At the new Austrian Economists blog, Pete Boettke has a very nice post on autonomy and how freedom and responsibility affect economic models. His discussion gives some insights into the ideas underpinning James Buchanan’s work, as Pete learned it and teaches it in his courses. He reminds us of the extent to which liberty and responsibility are inextricably intertwined:
But this image of man as active chooser also requires that individuals willingly embrace the challenge of constructing their life and accept the responsibility for the consequences of their decisions. Liberty and responsibility are concepts at the core of Buchanan’s reflections on the human predictament and thus in the proper domain of economic and political analysis. The political economist inspired by Buchanan’s argument would whole heartedly [sic] agree because they find it unobjectionable that individuals want to be free to make their own choices. Autonomy is valued and cherished by individuals across the political spectrum even if they don’t recognize the full impact of the concept in their political and economic philosophy.
But Buchanan has more recently argued that we may be losing this sense of ourselves in the modern age. Autonomy is losing its appeal. The learned helplessness we have acquired by living in a political culture of preferential treatment and protection from ourselves may have left the modern mind incable of accepting the responsibilities of freedom. We are instead afraid to be free. This shift in our human imagination is perhaps the most dangerous threat to economic and political freedom we have faced yet.
This is a disturbing thought, and unfortunately one that seems plausible to me. I see it a lot in electric power policy discussions. We find ourselves at a point where many people argue that affordable electric power service is a right, not a commercial transaction. The unfortunate cultural/mental consequence of that argument is a form of learned helplessness: customers feel no responsibility to engage with active decisiveness in their energy choices. We are told how we will consume power and how much we’ll pay, so we just mentally check out, set the thermostat, leave the computers and lights on when we leave the office.

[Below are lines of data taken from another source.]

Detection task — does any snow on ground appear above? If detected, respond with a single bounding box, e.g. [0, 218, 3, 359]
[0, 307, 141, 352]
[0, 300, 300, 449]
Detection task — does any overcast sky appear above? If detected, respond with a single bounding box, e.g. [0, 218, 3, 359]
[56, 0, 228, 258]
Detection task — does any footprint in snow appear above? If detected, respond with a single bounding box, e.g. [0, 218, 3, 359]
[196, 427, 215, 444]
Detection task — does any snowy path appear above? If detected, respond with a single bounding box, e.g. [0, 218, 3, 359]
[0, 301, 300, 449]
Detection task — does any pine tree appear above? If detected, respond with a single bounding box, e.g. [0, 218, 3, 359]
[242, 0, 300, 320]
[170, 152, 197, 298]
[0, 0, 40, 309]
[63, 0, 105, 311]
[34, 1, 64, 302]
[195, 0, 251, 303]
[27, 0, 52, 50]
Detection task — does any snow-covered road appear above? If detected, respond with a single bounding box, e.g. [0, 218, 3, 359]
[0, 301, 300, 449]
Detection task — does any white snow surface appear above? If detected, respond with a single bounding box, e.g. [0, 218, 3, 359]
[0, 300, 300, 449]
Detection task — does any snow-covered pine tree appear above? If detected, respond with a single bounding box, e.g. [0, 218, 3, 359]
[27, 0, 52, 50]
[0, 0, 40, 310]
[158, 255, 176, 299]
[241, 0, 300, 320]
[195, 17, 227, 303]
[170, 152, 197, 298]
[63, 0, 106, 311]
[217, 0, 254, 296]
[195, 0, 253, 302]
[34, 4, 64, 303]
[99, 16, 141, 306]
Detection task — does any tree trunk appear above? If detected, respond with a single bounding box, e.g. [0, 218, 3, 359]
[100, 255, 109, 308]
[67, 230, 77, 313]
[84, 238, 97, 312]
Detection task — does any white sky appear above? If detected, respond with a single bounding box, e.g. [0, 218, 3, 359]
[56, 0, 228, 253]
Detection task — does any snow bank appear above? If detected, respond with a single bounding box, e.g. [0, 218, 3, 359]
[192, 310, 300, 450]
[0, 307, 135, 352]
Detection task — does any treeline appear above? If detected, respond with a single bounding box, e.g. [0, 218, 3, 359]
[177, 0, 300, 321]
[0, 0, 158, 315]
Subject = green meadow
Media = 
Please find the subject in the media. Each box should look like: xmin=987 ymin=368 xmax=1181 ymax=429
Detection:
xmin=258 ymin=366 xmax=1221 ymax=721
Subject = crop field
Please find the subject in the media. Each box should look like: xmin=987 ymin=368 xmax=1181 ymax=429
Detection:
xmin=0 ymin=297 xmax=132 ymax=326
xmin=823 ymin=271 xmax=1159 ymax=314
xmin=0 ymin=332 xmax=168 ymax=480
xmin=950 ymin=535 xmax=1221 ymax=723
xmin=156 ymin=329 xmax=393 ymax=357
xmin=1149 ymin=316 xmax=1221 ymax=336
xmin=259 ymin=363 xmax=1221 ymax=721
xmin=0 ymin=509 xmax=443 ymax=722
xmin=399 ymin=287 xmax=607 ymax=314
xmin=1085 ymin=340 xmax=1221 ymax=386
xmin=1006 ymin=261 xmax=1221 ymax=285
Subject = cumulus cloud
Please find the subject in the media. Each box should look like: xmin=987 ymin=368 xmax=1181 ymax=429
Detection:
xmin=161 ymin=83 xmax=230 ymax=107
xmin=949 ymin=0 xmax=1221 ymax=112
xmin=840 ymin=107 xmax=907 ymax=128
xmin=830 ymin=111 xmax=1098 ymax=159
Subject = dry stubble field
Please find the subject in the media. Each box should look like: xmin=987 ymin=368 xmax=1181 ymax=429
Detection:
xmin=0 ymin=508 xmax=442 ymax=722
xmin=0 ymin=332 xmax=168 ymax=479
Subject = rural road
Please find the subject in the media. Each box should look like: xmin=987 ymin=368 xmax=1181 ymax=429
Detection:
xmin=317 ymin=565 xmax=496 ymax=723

In electric power we don’t have the freedom to choose, and we have consequently un-learned how to be responsible for our energy choices. Like Pete, and like Professor Buchanan, I worry that this mindset that accepts paternalism will erode freedom, as well as leading us to use more resources than needed to generate power, build transmission lines, and so on.
Market processes are an antidote to this self-destructive slide, because you have the freedom to act coupled with the responsibility to meet your obligations. Pete comments on this too:
We must remember that one of the 18th century arguments that Smith and his contemporaries made about the superiority of commercial society was the character development it engendered by making individuals responsible for their choices and accountable to others through the discipline of repeated dealings on the market.
Steve Horwitz has an interesting post based on Pete’s post, looking at the extent to which parenting has created children who grow up with little experience of taking responsibility or taking risk, and how that contributes to the problem Pete notices.